Et si on relisait Mafalda ?

 

Le festival d’Angoulême se termine, et pendant ces quelques jours de mise à l’honneur de la bande-dessinée, les amateurs du genre auront eu l’occasion de découvrir pléthore de nouveaux auteurs, de nouvelles histoires, de nouveaux styles. Après la frénésie, peut-être le moment est-il venu de prendre un peu de recul, de s’installer dans son canapé avec une bonne tasse de thé, et pourquoi pas, de retourner aux fondamentaux. Au minimalisme. Un dessin simple, en noir et blanc, des strips de trois ou quatre cases… Et si on relisait Mafalda ?

Article rédigé par Louise Veyrès, étudiante en Master 2 Communication Interculturelle et Traduction à l’ISIT, dans le cadre du projet de recherche appliquée mené avec le Festival Vo-Vf, le monde en livres – la parole aux traducteurs

 

L’héroïne de l’auteur argentin Quino a fêté ses 50 ans il y a déjà quelques années, mais elle n’a pas pris une ride. Ce concentré de révolte et de remise en question du monde moderne a été traduit dans des dizaines de langues dont le français grâce à la traductrice Anne-Marie Meunier qui, à partir de 1971, a rendu accessible au public francophone une œuvre incontournable de la bande-dessinée argentine. Pour beaucoup qui ne se sont jamais réellement penchés sur les albums de Mafalda, celle-ci reste souvent associée à quelques strips étudiés en cours d’espagnol au collège. On en a souvent le souvenir flou d’une petite fille brune sarcastique avec un nœud dans les cheveux. Il serait dommage d’en rester là, tant l’univers de Mafalda est riche.

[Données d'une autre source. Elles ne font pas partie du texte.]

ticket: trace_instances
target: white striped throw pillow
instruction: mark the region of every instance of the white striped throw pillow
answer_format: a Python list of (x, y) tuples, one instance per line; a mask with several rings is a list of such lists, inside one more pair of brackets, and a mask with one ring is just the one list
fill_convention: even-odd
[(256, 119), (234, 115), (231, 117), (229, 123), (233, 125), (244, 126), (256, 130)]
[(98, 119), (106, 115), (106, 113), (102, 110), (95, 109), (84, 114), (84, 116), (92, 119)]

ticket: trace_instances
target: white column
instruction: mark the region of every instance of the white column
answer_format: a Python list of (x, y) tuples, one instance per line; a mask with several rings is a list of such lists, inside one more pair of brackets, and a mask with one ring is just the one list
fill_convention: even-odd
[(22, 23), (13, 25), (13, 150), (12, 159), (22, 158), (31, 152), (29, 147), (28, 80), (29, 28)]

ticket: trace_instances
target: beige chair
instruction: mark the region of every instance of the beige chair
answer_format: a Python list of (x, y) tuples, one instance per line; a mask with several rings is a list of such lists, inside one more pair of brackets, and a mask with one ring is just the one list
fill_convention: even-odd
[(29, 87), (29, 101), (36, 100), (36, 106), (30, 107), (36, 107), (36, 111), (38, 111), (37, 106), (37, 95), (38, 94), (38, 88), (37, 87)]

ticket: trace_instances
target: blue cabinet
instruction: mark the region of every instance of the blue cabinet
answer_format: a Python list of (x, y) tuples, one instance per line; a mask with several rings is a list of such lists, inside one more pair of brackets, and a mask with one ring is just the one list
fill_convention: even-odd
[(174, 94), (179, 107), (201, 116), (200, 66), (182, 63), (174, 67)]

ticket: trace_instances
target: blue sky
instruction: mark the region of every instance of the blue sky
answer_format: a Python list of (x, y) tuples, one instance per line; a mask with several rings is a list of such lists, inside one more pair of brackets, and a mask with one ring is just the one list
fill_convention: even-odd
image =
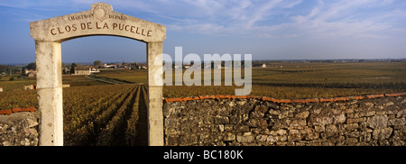
[[(91, 0), (0, 0), (0, 64), (35, 60), (30, 22), (90, 9)], [(163, 51), (250, 53), (253, 59), (406, 57), (404, 0), (107, 0), (167, 27)], [(92, 36), (62, 42), (63, 62), (145, 60), (145, 43)]]

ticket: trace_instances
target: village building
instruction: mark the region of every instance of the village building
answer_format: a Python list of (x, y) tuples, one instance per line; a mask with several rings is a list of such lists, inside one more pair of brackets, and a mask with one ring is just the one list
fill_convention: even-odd
[(27, 77), (36, 77), (37, 76), (37, 71), (32, 70), (32, 69), (25, 69), (24, 73)]
[(74, 74), (75, 75), (90, 75), (91, 68), (88, 66), (84, 67), (75, 67), (74, 68)]

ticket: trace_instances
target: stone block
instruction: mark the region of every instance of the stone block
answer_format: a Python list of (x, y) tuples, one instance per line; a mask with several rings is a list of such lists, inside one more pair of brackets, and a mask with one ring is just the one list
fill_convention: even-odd
[(365, 121), (366, 121), (366, 117), (346, 119), (347, 123), (360, 123), (360, 122), (365, 122)]
[(306, 119), (306, 118), (308, 118), (309, 114), (309, 111), (304, 111), (304, 112), (301, 112), (301, 113), (297, 114), (296, 114), (296, 117), (297, 117), (297, 118)]
[(386, 115), (375, 115), (368, 118), (366, 125), (373, 129), (383, 129), (388, 126), (388, 119)]
[(392, 134), (392, 129), (387, 127), (384, 129), (375, 129), (373, 132), (373, 139), (375, 140), (385, 140), (388, 139)]

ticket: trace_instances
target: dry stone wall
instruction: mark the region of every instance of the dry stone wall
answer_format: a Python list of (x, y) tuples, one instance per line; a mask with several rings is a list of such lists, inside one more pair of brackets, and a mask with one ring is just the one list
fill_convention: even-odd
[(386, 96), (331, 101), (226, 96), (167, 100), (164, 141), (165, 145), (404, 146), (405, 96)]

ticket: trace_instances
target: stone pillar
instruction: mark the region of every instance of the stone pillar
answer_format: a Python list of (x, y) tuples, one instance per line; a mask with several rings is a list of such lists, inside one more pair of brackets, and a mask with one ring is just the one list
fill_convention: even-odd
[[(162, 42), (147, 43), (148, 145), (163, 146)], [(156, 77), (161, 76), (161, 77)]]
[(63, 145), (62, 70), (60, 42), (35, 41), (40, 145)]

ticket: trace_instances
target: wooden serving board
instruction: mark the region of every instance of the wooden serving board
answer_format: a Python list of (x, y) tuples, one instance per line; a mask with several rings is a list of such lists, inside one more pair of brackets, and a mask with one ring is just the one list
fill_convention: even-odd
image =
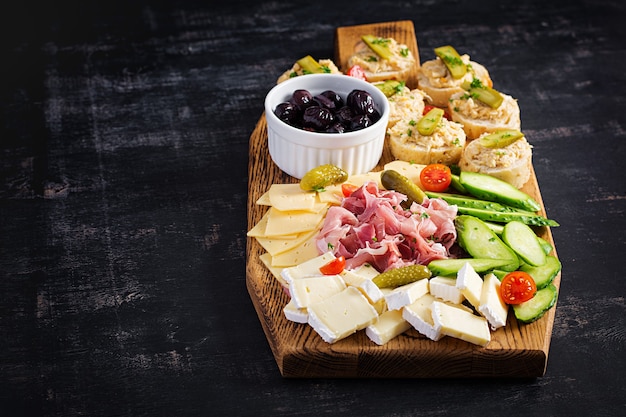
[[(411, 44), (415, 35), (410, 22), (391, 22), (337, 29), (337, 62), (343, 63), (349, 46), (361, 34), (375, 33)], [(410, 30), (407, 27), (410, 26)], [(394, 28), (397, 27), (399, 35)], [(364, 29), (362, 29), (364, 28)], [(381, 31), (376, 31), (381, 28)], [(364, 30), (364, 32), (361, 32)], [(348, 34), (344, 38), (344, 34)], [(406, 37), (406, 38), (404, 38)], [(417, 51), (417, 49), (416, 49)], [(418, 55), (416, 54), (416, 57)], [(345, 68), (342, 68), (345, 70)], [(267, 147), (267, 124), (262, 116), (249, 144), (248, 230), (262, 217), (266, 208), (255, 202), (273, 183), (295, 183), (271, 160)], [(391, 161), (388, 150), (375, 170)], [(542, 206), (535, 173), (523, 190)], [(549, 228), (537, 233), (554, 247)], [(274, 358), (283, 377), (289, 378), (471, 378), (540, 377), (544, 375), (556, 308), (531, 324), (520, 324), (509, 315), (506, 327), (491, 334), (491, 342), (479, 347), (445, 337), (433, 342), (411, 329), (383, 346), (370, 341), (364, 331), (334, 344), (324, 342), (308, 325), (287, 320), (283, 307), (289, 297), (280, 283), (260, 260), (264, 249), (248, 237), (246, 248), (246, 286)], [(556, 255), (556, 253), (554, 253)], [(561, 274), (554, 284), (559, 288)]]

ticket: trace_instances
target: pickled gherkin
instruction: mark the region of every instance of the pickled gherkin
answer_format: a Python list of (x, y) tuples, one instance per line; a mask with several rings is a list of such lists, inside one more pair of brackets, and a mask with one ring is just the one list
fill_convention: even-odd
[(380, 181), (387, 190), (394, 190), (407, 196), (407, 201), (402, 203), (404, 208), (411, 207), (413, 202), (422, 204), (426, 198), (426, 193), (413, 181), (398, 171), (386, 170), (380, 174)]
[(427, 266), (407, 265), (378, 274), (372, 282), (379, 288), (397, 288), (430, 277), (431, 272)]
[(348, 173), (333, 164), (325, 164), (308, 171), (300, 180), (300, 188), (304, 191), (323, 191), (329, 185), (339, 184), (348, 180)]

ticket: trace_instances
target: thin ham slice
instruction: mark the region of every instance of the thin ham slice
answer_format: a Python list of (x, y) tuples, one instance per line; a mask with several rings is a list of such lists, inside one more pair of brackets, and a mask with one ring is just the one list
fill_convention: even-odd
[(346, 258), (346, 268), (365, 263), (379, 272), (450, 257), (456, 241), (456, 206), (426, 199), (404, 210), (404, 194), (368, 182), (328, 210), (316, 238), (319, 253)]

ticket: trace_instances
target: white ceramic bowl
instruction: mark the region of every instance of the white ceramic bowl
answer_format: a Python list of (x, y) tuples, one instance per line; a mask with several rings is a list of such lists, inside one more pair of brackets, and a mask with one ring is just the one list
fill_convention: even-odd
[[(332, 90), (344, 100), (355, 89), (365, 90), (374, 99), (381, 118), (371, 126), (344, 133), (309, 132), (280, 120), (274, 109), (298, 89), (312, 95)], [(270, 156), (280, 169), (301, 179), (309, 170), (334, 164), (348, 175), (371, 171), (382, 156), (389, 120), (387, 97), (372, 84), (341, 74), (308, 74), (277, 84), (265, 98), (267, 139)]]

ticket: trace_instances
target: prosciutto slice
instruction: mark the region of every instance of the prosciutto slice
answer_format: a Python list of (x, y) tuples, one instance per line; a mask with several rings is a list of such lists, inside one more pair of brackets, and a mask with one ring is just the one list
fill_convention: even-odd
[(348, 269), (369, 263), (379, 272), (449, 258), (456, 206), (426, 199), (405, 210), (406, 199), (375, 182), (364, 184), (328, 210), (316, 237), (319, 253), (344, 256)]

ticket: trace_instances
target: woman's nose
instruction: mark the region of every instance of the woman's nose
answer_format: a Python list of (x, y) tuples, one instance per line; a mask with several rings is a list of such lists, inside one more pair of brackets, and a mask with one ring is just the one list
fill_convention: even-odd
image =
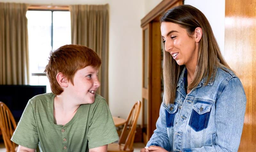
[(164, 49), (165, 50), (165, 51), (169, 52), (173, 48), (173, 44), (172, 42), (165, 41), (165, 43), (164, 43)]

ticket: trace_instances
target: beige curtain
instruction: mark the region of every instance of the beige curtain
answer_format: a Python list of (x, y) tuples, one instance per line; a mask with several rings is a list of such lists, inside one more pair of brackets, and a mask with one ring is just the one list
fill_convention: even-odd
[(108, 101), (108, 4), (70, 6), (71, 41), (94, 50), (102, 60), (97, 93)]
[(0, 84), (28, 83), (27, 5), (0, 3)]

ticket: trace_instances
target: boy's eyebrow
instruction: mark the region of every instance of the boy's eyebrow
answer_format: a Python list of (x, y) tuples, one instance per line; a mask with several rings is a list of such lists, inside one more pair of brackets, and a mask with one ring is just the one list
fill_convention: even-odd
[[(169, 36), (169, 35), (171, 34), (171, 33), (173, 33), (173, 32), (179, 33), (179, 32), (178, 32), (177, 31), (175, 31), (175, 30), (172, 30), (172, 31), (170, 31), (170, 32), (168, 32), (168, 33), (167, 33), (167, 34), (166, 35), (166, 36)], [(162, 36), (162, 37), (164, 37), (164, 36)]]

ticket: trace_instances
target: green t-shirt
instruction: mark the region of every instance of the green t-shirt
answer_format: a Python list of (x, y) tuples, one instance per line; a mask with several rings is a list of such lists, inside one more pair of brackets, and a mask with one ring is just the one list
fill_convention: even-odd
[(38, 95), (28, 103), (11, 140), (41, 151), (86, 151), (118, 140), (105, 99), (96, 94), (94, 103), (81, 105), (64, 125), (54, 123), (52, 93)]

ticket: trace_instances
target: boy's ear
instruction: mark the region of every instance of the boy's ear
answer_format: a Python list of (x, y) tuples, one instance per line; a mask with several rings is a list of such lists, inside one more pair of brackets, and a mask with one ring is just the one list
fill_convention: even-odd
[(59, 72), (56, 76), (56, 79), (60, 87), (67, 87), (68, 86), (68, 83), (67, 78), (61, 72)]
[(196, 43), (199, 43), (203, 35), (203, 31), (201, 28), (197, 27), (195, 29), (194, 35), (195, 36), (195, 41)]

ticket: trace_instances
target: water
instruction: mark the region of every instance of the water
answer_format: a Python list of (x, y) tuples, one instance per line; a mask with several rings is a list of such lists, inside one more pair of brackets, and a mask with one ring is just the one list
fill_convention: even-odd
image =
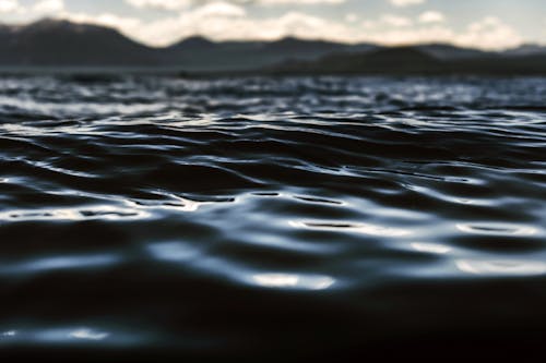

Avec elle, on découvre la société argentine des années 60 et 70. Les aventures de Mafalda sont profondément idéologiques, si l’on considère l’idéologie d’après la définition de la traductologue Marianne Lederer, à savoir une « […] sorte de vision du monde déterminée par les conditions socio-historiques de l’époque ». En ce qui concerne Mafalda, elle apparaît pour la première fois dans l’hebdomadaire Primera Plana alors qu’Arturo Illia, candidat de la Unión Cívica Radical del Pueblo vient d’être élu président en 1963, après la chute Juan Domingo Perón en 1955. De manière générale, c’est l’instabilité politique qui domine en Argentine à l’époque : les dictatures militaires et les régimes démocratiques se succèdent jusqu’au retour de Perón en 1973, alors que Quino et Mafalda tirent leur révérence. Mafalda est une enfant à la fois candide et très mature dont le regard sur le monde qui l’entoure révèle un questionnement permanent. Quino disait de son petit personnage : « La seule chose qu’elle sait vraiment, c’est qu’elle n’est pas d’accord. » Il aura fallu bien de l’endurance pour traduire plus d’un millier de planches si chargées de sens à travers des connotations, des métaphores et des jeux de mots variés :

Mafalda est incontestablement une héroïne engagée qui nécessitait qu’on retransmette fidèlement ses idées en français, par exemple son rejet des absurdités de la géopolitique internationale de l’époque. Le travail d’adaptation d’une aire culturelle à l’autre a été primordial, mais l’humour de Quino reposant en grande partie sur le « costumbrismo », à savoir l’utilisation de références nationales, certains gags restent parfois incompris du public français.

Ce strip traite ainsi de la fuite des cerveaux et d’une mesure d’austérité du gouvernement pour inciter la population à manger du porc plutôt que du bœuf, problématiques propres au contexte argentin de l’époque.

Si on doute parfois de la pertinence de certains choix de traduction comme quand en français, Mafalda efface le Moyen-Orient du globe pour régler les problèmes géopolitiques mondiaux alors qu’elle efface James Bond dans la version espagnole1, il faut reconnaître que le résultat est au rendez-vous. Qu’il s’agisse de l’économie, de la politique, ou de la place des femmes dans la société,  Mafalda reste pleinement d’actualité. Cette petite fille argentine n’est d’aucun bord politique. Elle ne fait que refléter les inquiétudes d’un monde complexe et c’est en cela qu’elle est universelle.

Ne laissez donc pas Mafalda dans un coin de votre bibliothèque. Entre La Saga de Grimr et Dans la combi de Thomas Pesquet, plongez ou replongez-vous dans les tribulations d’une bande de copains dans l’Argentine des années 60 et questionnez-vous avec eux sur le monde qui vous entoure.

Les demandes de clarification auprès de la maison d’édition restent sans réponse à ce jour.